The suppression risk for RSS is indirect: If your hosting is terminated, your RSS feed disappears with it. The solution is the same as for the website: maintain a current backup and have a recovery plan in place before you need it.
Podcasting
Podcasting distributed through open RSS is one of the hardest formats to suppress. The underlying technology is decentralized and the content lives on your hosting provider's servers. The major podcast directories, Apple Podcasts, Spotify, and others, have their own moderation policies and have removed shows under pressure. The pathway around that is to distribute your podcast through multiple directories simultaneously and to make the direct RSS feed available to your listeners so they can subscribe without going through any directory at all. A listener with your RSS feed in their podcast app of choice can continue receiving your content regardless of what any directory decides.

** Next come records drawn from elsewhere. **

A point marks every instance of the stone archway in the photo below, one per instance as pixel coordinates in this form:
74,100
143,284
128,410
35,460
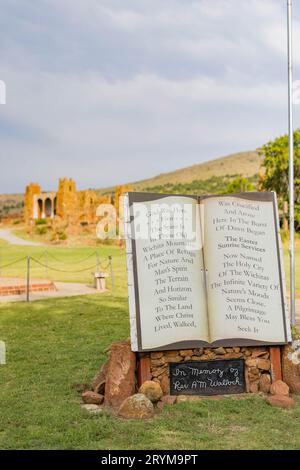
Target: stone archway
40,208
48,207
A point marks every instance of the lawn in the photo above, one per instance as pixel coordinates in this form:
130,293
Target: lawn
53,345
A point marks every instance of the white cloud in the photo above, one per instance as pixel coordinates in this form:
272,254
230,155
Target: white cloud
111,91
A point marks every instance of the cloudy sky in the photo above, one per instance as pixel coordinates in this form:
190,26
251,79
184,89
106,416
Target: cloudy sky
111,91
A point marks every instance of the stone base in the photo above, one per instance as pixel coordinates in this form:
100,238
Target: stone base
155,365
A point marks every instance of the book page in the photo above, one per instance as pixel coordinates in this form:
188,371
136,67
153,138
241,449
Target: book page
170,290
244,282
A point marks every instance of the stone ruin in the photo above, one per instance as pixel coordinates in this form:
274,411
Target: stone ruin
67,205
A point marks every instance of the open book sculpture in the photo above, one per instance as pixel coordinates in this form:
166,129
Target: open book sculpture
204,271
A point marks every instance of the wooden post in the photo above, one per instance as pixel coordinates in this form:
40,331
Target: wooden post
111,274
275,358
144,372
28,279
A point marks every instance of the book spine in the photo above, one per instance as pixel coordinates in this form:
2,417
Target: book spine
130,278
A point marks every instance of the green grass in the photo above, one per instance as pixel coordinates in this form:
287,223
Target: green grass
53,345
66,264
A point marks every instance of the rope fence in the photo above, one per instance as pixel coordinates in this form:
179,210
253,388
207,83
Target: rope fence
42,261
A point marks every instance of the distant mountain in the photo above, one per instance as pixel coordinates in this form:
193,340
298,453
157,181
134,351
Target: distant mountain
243,163
202,178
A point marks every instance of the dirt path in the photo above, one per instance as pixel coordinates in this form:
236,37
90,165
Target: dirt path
8,236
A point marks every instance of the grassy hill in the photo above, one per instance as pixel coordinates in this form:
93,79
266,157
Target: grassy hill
215,173
202,178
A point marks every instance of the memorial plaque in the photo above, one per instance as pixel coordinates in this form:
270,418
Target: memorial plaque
207,377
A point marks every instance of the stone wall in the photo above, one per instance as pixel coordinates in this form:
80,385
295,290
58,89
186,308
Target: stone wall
68,205
257,363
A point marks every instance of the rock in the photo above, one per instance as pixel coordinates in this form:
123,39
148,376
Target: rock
279,388
166,400
92,408
233,355
265,383
253,387
152,390
169,399
291,366
159,371
98,383
220,351
263,364
92,398
250,362
282,401
120,375
137,406
258,353
165,384
186,352
197,352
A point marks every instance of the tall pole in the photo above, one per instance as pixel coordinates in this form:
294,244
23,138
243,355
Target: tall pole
28,279
291,164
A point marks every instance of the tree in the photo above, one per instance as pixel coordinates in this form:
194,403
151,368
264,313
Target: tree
239,185
276,174
276,166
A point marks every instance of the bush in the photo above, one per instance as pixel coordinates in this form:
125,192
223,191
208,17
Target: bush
42,230
63,236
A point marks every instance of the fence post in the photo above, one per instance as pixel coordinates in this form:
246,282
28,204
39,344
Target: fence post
46,263
28,279
111,274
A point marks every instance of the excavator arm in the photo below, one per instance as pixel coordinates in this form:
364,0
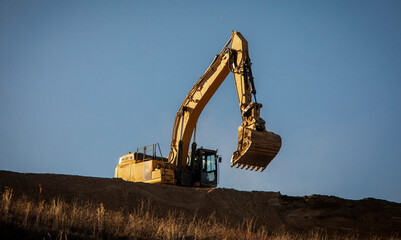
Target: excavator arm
256,146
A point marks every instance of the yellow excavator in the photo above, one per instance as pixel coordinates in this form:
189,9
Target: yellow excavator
198,166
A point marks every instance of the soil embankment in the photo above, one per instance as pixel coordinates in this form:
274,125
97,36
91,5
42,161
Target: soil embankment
270,209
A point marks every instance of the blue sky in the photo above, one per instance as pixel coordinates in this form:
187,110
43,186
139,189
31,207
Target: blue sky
83,82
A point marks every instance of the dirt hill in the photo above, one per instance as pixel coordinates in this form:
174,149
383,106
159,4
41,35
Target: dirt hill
270,209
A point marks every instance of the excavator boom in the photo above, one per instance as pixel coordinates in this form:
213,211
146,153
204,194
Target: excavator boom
256,146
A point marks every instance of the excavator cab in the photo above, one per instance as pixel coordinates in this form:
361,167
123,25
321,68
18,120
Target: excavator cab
201,169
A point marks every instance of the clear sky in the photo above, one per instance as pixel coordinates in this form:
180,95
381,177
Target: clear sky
83,82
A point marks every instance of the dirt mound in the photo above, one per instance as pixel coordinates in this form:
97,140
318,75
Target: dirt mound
270,209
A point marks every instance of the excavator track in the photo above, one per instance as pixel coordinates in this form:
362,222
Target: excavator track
256,149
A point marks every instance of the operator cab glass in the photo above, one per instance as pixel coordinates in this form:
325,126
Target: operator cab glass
208,167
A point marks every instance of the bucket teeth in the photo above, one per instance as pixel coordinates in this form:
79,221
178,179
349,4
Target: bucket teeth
258,152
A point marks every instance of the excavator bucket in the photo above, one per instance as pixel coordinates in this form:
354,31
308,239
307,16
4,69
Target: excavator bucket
256,149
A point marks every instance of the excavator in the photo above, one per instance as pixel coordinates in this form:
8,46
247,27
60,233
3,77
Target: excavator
198,167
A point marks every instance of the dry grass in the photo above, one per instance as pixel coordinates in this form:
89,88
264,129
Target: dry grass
57,219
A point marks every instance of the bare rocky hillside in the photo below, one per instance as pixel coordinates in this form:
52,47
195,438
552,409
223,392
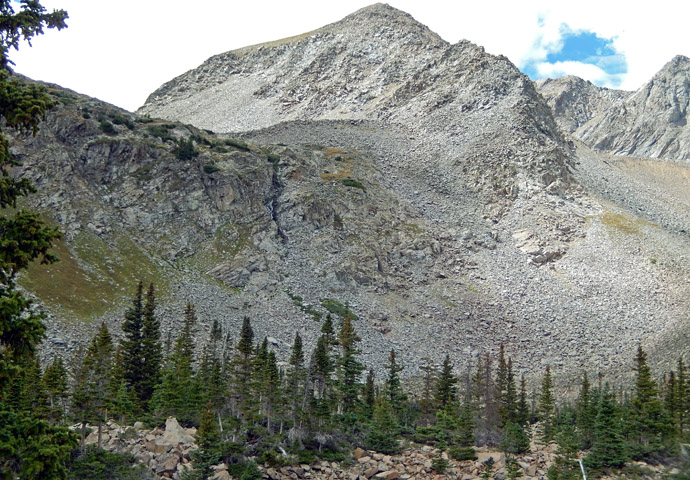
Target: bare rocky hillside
370,164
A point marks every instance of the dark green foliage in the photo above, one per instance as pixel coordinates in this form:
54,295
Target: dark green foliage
106,127
351,182
337,308
608,448
488,468
649,427
178,393
349,369
185,149
55,387
152,355
160,131
546,406
29,447
119,119
98,464
238,144
515,440
446,385
383,436
210,168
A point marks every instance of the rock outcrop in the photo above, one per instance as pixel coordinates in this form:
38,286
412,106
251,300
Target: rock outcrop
425,185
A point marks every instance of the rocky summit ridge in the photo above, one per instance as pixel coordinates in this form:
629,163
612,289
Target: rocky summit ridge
429,187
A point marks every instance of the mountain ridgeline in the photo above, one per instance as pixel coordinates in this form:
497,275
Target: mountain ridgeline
434,190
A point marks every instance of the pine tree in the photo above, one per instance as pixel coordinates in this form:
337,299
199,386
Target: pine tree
152,356
681,396
349,368
55,386
369,392
446,385
649,425
242,369
546,407
178,393
92,381
585,414
29,446
296,379
608,448
523,406
384,432
132,345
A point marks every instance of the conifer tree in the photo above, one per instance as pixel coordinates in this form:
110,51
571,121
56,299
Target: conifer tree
446,385
546,406
296,379
369,392
92,381
681,396
56,388
585,414
383,436
523,406
608,447
242,370
152,356
132,345
29,446
649,425
178,393
349,368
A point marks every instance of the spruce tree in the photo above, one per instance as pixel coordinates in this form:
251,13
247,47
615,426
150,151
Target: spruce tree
522,406
349,368
132,345
29,446
242,401
649,426
585,414
446,385
546,407
152,356
56,388
608,447
92,381
178,394
296,379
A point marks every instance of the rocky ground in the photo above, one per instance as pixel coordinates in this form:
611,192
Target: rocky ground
166,452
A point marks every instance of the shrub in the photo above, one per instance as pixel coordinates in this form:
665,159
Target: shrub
185,149
351,182
106,126
238,144
210,168
118,119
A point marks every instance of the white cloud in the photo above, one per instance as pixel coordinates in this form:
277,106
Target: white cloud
122,51
585,71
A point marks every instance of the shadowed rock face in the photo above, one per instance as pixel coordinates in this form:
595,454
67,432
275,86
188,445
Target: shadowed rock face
651,122
424,184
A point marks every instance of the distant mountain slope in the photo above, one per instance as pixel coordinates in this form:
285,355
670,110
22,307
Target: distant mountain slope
651,122
425,185
574,101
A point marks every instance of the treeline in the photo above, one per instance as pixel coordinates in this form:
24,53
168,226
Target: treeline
326,402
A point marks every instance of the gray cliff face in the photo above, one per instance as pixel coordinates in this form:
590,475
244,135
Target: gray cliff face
651,122
575,102
428,186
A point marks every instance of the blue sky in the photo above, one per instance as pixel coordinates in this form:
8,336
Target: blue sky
122,51
578,51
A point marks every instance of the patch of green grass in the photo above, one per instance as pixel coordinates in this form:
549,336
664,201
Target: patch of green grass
91,276
351,182
337,308
617,222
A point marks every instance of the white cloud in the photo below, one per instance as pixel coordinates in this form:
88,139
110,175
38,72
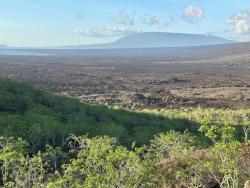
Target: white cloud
241,22
105,31
151,20
81,16
193,14
125,18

Start Building Before You Need It
The migration strategy is the same regardless of which tools you choose. First, build the owned infrastructure in parallel with the rented presence. Next, invest increasing effort in the owned channels over time. And then reduce dependency on the rented channels as the owned ones grow.
Start with one thing. The email list is the highest priority because it is the most valuable and the most portable. If you take nothing else from this article, start building a direct relationship with your audience that lives somewhere you own. Everything else follows from there.

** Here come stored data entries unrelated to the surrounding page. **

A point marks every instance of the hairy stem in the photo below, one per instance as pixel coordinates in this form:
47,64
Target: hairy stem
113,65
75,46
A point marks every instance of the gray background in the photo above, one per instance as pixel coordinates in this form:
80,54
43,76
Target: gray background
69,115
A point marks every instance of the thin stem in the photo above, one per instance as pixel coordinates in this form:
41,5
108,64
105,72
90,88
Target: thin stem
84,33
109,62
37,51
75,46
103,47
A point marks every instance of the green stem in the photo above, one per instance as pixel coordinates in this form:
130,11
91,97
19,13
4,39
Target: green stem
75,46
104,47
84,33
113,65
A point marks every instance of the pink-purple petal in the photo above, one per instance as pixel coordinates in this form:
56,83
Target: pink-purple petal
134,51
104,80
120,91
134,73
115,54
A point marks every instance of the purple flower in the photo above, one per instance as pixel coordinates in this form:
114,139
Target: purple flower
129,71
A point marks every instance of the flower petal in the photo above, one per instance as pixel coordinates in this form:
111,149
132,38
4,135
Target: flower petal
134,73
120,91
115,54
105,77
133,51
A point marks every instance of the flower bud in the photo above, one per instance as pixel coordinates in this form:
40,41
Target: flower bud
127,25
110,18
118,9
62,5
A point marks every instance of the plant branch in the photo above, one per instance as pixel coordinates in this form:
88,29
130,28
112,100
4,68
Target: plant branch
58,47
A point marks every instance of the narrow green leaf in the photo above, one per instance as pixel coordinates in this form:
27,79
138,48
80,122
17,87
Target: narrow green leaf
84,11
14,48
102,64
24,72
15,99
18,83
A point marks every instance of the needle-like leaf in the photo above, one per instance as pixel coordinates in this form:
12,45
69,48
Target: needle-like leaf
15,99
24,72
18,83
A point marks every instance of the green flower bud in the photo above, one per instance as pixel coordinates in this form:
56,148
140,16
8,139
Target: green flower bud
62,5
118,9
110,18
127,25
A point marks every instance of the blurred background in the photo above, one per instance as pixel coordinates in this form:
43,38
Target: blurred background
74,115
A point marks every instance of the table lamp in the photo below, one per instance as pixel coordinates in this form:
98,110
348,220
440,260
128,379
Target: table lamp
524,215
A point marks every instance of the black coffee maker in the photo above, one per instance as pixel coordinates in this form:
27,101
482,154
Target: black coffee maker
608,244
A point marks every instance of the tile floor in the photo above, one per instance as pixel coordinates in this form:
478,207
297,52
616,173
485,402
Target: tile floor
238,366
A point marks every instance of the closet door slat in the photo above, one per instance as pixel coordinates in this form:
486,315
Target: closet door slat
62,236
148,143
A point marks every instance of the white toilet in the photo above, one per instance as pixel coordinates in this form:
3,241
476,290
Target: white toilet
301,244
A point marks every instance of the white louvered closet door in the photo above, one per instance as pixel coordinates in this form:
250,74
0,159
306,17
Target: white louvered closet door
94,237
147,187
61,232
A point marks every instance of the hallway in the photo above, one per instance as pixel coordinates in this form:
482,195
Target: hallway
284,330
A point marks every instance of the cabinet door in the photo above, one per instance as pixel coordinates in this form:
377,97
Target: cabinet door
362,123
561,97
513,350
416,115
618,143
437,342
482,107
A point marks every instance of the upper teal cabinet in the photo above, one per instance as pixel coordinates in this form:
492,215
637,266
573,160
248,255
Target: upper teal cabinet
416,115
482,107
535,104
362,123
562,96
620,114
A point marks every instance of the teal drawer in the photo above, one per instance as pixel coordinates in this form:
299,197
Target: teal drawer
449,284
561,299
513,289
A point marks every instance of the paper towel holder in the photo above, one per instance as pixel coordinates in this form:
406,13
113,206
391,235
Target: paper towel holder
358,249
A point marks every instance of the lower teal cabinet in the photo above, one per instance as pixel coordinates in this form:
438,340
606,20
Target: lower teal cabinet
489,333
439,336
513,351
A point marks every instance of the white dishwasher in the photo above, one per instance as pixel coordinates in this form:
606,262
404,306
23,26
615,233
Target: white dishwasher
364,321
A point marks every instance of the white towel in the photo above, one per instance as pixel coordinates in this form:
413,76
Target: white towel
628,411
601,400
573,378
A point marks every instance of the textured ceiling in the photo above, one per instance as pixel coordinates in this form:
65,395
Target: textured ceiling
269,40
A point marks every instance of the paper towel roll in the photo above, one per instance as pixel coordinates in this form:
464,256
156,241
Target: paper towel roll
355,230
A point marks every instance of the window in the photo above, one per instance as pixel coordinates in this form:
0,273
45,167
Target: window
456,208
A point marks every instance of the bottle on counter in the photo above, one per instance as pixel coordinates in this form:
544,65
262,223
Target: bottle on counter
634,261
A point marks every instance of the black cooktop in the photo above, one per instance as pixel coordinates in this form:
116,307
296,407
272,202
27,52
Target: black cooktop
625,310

Use every piece of content you publish on centralized platforms as a bridge to your owned channels. Every post, every video, every piece of content points to somewhere you control. Make this strategy automatic rather than occasional. The centralized platform is the top of your funnel. The owned infrastructure becomes where the actual relationship lives because you can better control it.
Bring your audience with you by announcing this strategy to them explicitly. Tell them what you are building and why. The audience that has been following you through years of suppression and shadowbanning will understand, better than most, exactly why you are building communication channels that cannot be suppressed.
Maintain redundancy at every layer. Multiple email service providers. Multiple distribution channels. The goal is a setup where losing any single component ends up being more of an inconvenience than a catastrophe. The suppression infrastructure described throughout this series has been designed to find single points of failure and leverage them to silence you. Building without single points of failure is a great strategic response to that design.
Every audience built on rented land is one policy change, one content moderation decision, or one platform collapse away from disappearing. The people who understood this early built owned infrastructure in parallel with their rented presence. The people who understood it too late ended up having to rebuild from scratch once they lost everything. Both groups eventually figured it out, one way or the other. The difference is how much they had to lose first. Take it upon yourself to learn from their mistakes before this unfortunate situation ends up impacting you directly.